The Delhi Metro’s characteristically overcrowded coaches seem to be a favourite among petty criminals in the Capital.
With the Delhi Police having registered more than 500 incidents of pickpocketing, molestation and theft reported both from Metro trains as well as stations since 2008, the last three years have seen Delhi's favourite mode of transport transform into an irresistible hotspot for small-time crooks.
“We registered 507 cases of petty crime taking place on Metro trains and stations since the beginning of 2008 to October 31 this year. More than 90% of these cases are those of theft,” said Rajan Bhagat, spokesperson, Delhi Police.
While 197 cases of petty crimes were reported in 2008, the next year saw 170 such cases.
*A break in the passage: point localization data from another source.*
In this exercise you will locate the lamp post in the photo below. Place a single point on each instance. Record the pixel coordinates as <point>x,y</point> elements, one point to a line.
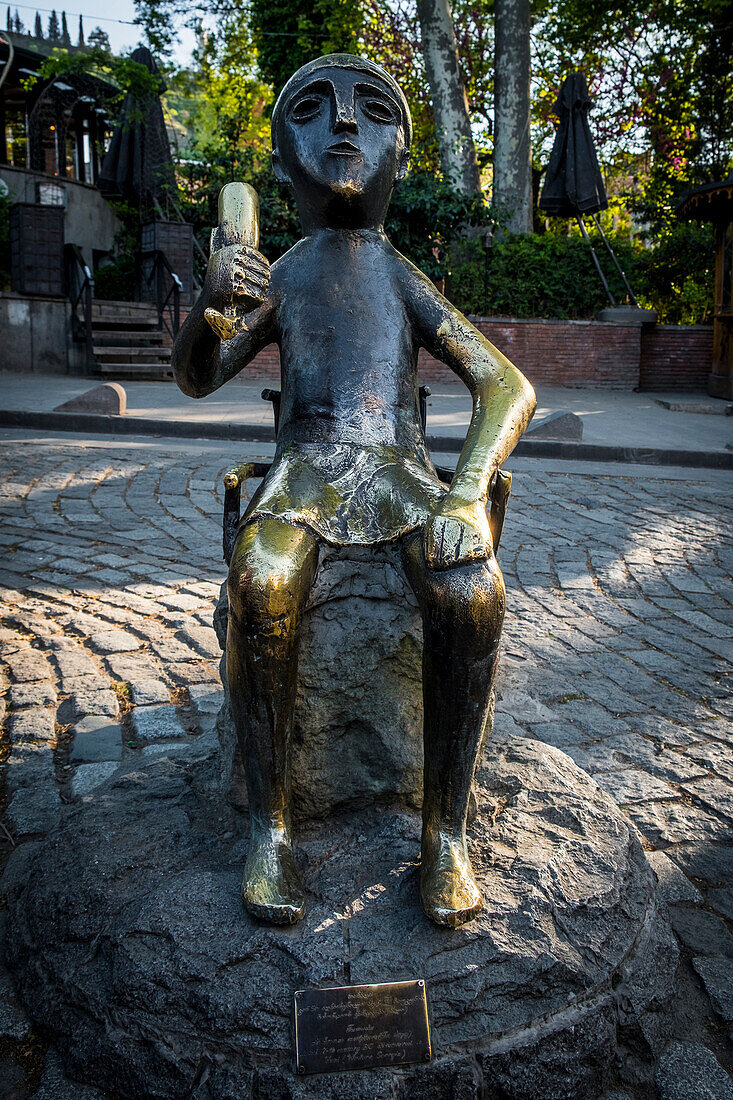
<point>488,242</point>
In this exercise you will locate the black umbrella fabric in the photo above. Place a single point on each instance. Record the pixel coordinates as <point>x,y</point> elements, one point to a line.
<point>572,183</point>
<point>138,165</point>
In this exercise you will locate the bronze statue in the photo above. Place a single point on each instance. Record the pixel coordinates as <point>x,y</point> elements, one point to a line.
<point>351,463</point>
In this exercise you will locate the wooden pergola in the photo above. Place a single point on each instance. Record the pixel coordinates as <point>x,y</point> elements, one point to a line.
<point>714,202</point>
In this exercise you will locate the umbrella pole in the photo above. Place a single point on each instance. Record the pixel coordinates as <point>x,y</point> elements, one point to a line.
<point>580,221</point>
<point>615,260</point>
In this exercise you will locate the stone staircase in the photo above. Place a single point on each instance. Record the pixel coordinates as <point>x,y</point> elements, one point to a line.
<point>128,343</point>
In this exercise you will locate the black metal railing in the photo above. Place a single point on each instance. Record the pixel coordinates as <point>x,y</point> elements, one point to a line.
<point>80,292</point>
<point>159,277</point>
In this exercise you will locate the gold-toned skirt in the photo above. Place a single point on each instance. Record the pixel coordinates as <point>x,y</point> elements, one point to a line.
<point>347,493</point>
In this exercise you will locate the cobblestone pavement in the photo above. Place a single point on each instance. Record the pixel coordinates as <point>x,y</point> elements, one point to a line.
<point>617,641</point>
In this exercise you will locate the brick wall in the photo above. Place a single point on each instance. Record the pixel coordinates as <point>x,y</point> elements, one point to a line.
<point>560,353</point>
<point>575,353</point>
<point>676,356</point>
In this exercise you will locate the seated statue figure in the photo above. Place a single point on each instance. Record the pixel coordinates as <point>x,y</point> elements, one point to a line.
<point>351,465</point>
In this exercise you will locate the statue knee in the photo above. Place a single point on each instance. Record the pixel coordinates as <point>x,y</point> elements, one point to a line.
<point>265,583</point>
<point>470,601</point>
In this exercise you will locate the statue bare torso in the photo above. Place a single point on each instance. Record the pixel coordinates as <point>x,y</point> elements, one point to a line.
<point>349,367</point>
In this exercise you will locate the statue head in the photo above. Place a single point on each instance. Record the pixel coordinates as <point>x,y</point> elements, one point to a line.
<point>341,133</point>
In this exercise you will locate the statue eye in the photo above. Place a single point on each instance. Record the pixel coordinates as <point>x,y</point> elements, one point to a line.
<point>379,110</point>
<point>306,108</point>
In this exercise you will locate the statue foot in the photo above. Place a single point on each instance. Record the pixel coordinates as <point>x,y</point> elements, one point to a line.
<point>448,890</point>
<point>271,888</point>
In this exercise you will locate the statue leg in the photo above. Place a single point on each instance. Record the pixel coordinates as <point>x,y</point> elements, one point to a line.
<point>462,614</point>
<point>270,578</point>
This year, more than 140 cases of petty crime were reported to the Delhi Police till October 31.
Surprisingly, only two cases of molestation of women — one in 2008 and the other in 2010 — have been registered.
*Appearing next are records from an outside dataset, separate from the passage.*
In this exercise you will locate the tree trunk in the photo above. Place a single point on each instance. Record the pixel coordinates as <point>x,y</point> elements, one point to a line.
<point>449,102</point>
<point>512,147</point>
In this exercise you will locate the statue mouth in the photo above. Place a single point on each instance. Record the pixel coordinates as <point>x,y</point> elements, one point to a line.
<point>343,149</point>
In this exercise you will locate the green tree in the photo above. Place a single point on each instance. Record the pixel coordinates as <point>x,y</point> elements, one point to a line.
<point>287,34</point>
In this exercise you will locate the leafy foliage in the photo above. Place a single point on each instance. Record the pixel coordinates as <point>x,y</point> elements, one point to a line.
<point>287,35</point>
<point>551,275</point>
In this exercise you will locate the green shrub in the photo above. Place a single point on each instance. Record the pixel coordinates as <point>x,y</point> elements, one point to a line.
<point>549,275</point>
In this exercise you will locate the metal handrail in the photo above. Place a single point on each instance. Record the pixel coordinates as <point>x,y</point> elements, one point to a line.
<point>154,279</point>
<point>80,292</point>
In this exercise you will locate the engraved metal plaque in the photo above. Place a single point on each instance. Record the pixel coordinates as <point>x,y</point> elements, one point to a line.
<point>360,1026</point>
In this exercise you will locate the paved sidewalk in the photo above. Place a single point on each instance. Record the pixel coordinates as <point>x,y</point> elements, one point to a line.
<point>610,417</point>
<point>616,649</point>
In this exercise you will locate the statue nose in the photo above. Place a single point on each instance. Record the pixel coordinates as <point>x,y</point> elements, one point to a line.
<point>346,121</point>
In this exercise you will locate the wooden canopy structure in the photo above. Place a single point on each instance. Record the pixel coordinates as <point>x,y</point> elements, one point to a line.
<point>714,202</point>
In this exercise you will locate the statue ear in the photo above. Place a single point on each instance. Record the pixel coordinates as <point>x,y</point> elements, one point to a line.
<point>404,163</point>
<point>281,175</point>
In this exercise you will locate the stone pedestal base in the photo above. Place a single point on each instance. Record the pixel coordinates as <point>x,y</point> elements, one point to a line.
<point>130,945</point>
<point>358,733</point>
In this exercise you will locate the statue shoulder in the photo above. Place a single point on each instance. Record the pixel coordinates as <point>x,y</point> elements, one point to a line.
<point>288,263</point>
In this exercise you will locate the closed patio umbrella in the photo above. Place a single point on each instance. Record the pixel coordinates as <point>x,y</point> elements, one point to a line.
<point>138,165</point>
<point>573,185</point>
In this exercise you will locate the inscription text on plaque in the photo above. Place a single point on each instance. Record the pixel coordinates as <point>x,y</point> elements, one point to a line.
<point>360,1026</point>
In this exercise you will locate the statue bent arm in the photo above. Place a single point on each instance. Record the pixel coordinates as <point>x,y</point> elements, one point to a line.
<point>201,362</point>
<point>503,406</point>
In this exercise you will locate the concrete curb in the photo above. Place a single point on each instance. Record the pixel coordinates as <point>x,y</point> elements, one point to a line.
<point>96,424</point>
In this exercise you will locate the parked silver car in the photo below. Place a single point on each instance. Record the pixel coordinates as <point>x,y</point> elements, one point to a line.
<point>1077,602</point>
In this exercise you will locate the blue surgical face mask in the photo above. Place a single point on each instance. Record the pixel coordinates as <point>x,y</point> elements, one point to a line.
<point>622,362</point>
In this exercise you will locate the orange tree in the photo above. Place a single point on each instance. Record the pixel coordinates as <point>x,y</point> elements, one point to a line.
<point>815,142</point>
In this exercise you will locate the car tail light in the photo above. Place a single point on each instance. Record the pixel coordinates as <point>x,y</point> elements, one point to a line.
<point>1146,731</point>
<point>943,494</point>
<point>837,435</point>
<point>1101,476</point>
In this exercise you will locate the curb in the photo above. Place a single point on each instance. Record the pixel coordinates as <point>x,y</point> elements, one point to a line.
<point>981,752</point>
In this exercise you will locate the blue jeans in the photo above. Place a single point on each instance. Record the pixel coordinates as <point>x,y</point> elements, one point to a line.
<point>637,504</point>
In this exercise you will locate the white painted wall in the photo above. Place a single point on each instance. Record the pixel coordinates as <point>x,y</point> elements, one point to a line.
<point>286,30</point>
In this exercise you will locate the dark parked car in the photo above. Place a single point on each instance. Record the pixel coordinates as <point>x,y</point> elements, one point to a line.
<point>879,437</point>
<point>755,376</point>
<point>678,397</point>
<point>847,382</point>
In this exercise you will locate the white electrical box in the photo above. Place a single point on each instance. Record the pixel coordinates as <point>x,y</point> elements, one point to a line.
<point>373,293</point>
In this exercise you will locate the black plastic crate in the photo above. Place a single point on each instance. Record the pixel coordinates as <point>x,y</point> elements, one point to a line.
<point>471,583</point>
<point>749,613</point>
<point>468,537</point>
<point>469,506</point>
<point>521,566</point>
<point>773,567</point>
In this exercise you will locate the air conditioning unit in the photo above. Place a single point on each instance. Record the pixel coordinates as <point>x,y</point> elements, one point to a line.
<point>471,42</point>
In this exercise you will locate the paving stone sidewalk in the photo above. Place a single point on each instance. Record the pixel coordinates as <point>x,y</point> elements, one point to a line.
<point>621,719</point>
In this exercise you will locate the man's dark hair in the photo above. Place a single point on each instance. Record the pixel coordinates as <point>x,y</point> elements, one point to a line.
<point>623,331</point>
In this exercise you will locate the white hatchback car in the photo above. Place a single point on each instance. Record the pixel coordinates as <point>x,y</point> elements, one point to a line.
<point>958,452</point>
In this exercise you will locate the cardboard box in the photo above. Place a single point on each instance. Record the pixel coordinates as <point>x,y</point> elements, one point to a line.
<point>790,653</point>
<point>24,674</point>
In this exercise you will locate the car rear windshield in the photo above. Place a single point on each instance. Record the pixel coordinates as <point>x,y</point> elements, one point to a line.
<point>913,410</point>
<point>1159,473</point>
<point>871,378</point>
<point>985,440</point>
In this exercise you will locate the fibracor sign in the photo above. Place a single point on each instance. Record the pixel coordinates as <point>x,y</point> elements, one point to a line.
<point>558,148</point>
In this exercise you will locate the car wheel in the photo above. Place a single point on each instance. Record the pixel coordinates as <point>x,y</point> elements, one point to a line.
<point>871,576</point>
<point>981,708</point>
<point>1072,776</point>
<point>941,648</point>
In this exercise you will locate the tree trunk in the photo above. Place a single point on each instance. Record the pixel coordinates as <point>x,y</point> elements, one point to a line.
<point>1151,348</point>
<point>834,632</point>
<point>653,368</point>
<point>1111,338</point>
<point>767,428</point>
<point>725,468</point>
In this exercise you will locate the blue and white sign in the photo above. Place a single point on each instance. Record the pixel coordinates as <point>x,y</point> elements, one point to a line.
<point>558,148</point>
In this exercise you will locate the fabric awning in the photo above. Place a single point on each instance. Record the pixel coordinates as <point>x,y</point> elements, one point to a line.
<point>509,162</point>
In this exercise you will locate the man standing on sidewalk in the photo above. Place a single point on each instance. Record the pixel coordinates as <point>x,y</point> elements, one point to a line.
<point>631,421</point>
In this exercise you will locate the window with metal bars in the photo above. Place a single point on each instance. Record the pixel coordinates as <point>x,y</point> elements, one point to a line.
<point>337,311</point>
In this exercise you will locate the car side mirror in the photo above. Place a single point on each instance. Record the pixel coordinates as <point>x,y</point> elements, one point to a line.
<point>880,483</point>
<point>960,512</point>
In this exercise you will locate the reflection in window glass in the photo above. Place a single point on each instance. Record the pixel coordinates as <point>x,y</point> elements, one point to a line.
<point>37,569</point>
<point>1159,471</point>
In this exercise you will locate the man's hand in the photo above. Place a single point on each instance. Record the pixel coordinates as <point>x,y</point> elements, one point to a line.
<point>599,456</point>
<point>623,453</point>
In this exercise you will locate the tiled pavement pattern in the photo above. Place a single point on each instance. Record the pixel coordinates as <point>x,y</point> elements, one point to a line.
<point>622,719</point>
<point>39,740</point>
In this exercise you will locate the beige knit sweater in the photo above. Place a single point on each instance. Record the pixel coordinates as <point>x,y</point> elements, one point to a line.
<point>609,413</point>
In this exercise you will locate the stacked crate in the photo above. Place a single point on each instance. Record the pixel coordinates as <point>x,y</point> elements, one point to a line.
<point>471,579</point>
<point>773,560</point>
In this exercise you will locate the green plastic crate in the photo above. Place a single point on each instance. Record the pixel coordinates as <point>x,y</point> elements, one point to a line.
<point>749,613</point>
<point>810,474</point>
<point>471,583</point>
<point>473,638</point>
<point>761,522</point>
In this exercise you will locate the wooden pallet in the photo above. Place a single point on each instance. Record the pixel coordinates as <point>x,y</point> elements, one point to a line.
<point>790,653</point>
This sorry state of affairs exists despite the Delhi Metro Rail Corporation’s (DMRC) seemingly adequate security infrastructure that consists of a centrally-monitored CCTV camera network, bag scanners and metal detectors at entry/exit points in addition to the deployment of more than 3,500 CISF personnel across 132 stations.
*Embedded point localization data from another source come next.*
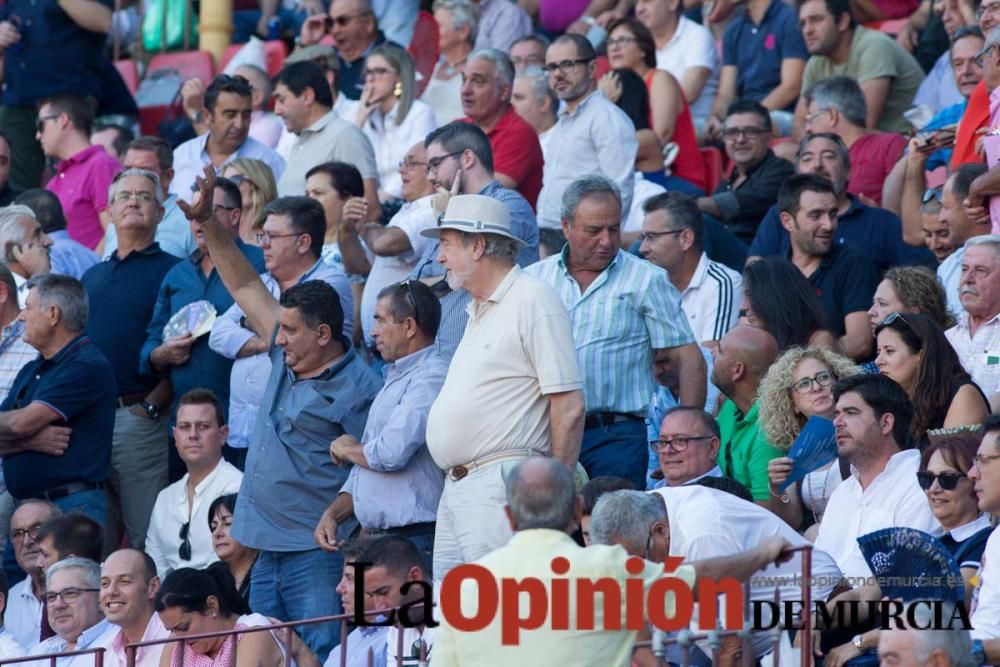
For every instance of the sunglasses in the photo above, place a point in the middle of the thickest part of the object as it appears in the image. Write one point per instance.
(946, 480)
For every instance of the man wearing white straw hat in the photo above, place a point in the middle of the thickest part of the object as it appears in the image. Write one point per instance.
(513, 388)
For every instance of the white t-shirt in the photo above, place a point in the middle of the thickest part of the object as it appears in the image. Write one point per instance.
(692, 46)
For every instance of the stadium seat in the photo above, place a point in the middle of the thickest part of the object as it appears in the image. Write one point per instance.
(275, 52)
(424, 49)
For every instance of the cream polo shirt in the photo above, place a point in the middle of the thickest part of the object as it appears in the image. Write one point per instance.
(517, 349)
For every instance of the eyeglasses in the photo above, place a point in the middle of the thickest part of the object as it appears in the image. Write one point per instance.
(376, 71)
(406, 163)
(822, 379)
(69, 595)
(931, 193)
(435, 162)
(564, 66)
(748, 132)
(185, 549)
(264, 238)
(980, 459)
(140, 196)
(19, 534)
(652, 236)
(40, 126)
(678, 443)
(620, 41)
(946, 480)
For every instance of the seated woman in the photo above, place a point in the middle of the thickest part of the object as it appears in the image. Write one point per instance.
(258, 189)
(631, 46)
(780, 300)
(389, 115)
(910, 289)
(192, 602)
(238, 558)
(913, 351)
(799, 385)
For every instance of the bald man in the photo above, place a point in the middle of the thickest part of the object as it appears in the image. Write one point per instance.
(741, 360)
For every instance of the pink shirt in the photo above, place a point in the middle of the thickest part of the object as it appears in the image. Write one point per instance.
(81, 183)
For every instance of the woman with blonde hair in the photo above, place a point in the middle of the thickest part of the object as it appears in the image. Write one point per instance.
(389, 115)
(258, 189)
(799, 385)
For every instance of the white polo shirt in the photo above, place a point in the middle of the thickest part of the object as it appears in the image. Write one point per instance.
(893, 499)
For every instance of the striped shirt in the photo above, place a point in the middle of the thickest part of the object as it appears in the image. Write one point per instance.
(629, 311)
(712, 299)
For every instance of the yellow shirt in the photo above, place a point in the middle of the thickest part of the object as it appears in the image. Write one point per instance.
(529, 554)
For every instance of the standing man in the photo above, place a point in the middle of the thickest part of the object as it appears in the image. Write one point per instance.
(624, 312)
(526, 391)
(318, 390)
(844, 279)
(302, 98)
(56, 423)
(592, 134)
(673, 238)
(487, 83)
(394, 485)
(227, 113)
(84, 171)
(24, 245)
(122, 292)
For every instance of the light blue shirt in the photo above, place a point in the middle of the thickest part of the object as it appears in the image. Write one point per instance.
(191, 157)
(404, 484)
(173, 233)
(70, 258)
(630, 310)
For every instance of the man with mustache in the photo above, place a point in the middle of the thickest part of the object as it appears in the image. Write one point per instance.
(976, 337)
(844, 279)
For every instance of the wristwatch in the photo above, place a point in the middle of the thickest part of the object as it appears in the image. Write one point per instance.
(151, 410)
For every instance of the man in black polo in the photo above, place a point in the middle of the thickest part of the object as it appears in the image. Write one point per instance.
(845, 280)
(57, 420)
(123, 291)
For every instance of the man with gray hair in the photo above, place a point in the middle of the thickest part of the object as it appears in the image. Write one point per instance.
(525, 393)
(24, 245)
(57, 420)
(976, 337)
(837, 105)
(921, 647)
(592, 134)
(487, 81)
(72, 598)
(123, 294)
(625, 311)
(536, 103)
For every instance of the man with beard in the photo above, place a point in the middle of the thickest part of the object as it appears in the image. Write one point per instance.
(844, 279)
(875, 232)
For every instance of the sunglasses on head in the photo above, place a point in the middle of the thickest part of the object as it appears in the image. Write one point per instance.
(946, 480)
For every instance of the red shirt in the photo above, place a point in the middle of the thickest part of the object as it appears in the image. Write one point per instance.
(517, 154)
(81, 184)
(872, 158)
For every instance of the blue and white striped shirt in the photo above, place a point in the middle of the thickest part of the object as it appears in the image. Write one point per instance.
(630, 310)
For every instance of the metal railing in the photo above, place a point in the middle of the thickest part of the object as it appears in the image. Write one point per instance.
(685, 639)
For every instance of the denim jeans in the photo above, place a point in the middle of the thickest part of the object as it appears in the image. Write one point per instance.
(617, 450)
(295, 585)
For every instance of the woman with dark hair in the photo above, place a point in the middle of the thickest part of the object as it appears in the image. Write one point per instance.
(631, 47)
(913, 351)
(192, 602)
(238, 558)
(780, 300)
(332, 184)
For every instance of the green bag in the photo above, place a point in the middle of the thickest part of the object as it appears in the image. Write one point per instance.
(169, 25)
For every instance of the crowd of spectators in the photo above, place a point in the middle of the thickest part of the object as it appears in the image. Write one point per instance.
(582, 287)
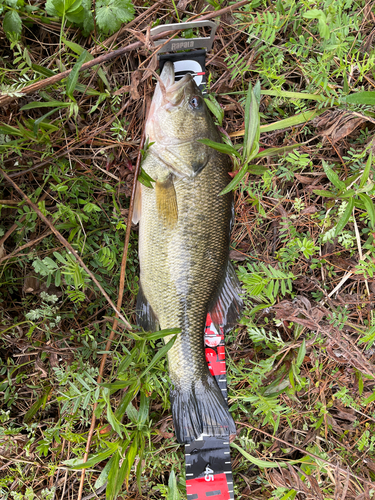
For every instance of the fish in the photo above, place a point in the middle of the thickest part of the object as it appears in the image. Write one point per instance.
(184, 236)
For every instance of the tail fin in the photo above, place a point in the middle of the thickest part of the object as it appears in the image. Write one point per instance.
(201, 408)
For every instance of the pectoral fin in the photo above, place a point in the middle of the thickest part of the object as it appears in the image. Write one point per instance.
(166, 201)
“The main problem is the rush. Despite the frequency of trains, passengers herd themselves into coaches already teeming with commuters.
Petty criminals take advantage of this and steal valuable items like wallet and handbags, cellphones or even laptop bags,” said a senior Delhi Police officer.
“In November 2009, a gang of female pickpockets from Maharashtra was apprehended from the Kashmere Gate Metro Station. They used to carry children inside the trains and would let them loose to play with unsuspecting passengers. As their target would be responding to the child’s pranks, the women would steal their valuables.”
“A similar gang is operating near Central Delhi Metro Station these days. It consists of a group of youngsters . They throw themselves at the crowd in busy stations and steal valuables,” the officer said.
Police said they had apprised the DMRC about the situation, but to no avail.
Meanwhile, the DMRC said it was open to suggestions and was trying to rectify the problem of overcrowding by introducing six-coach trains in early December.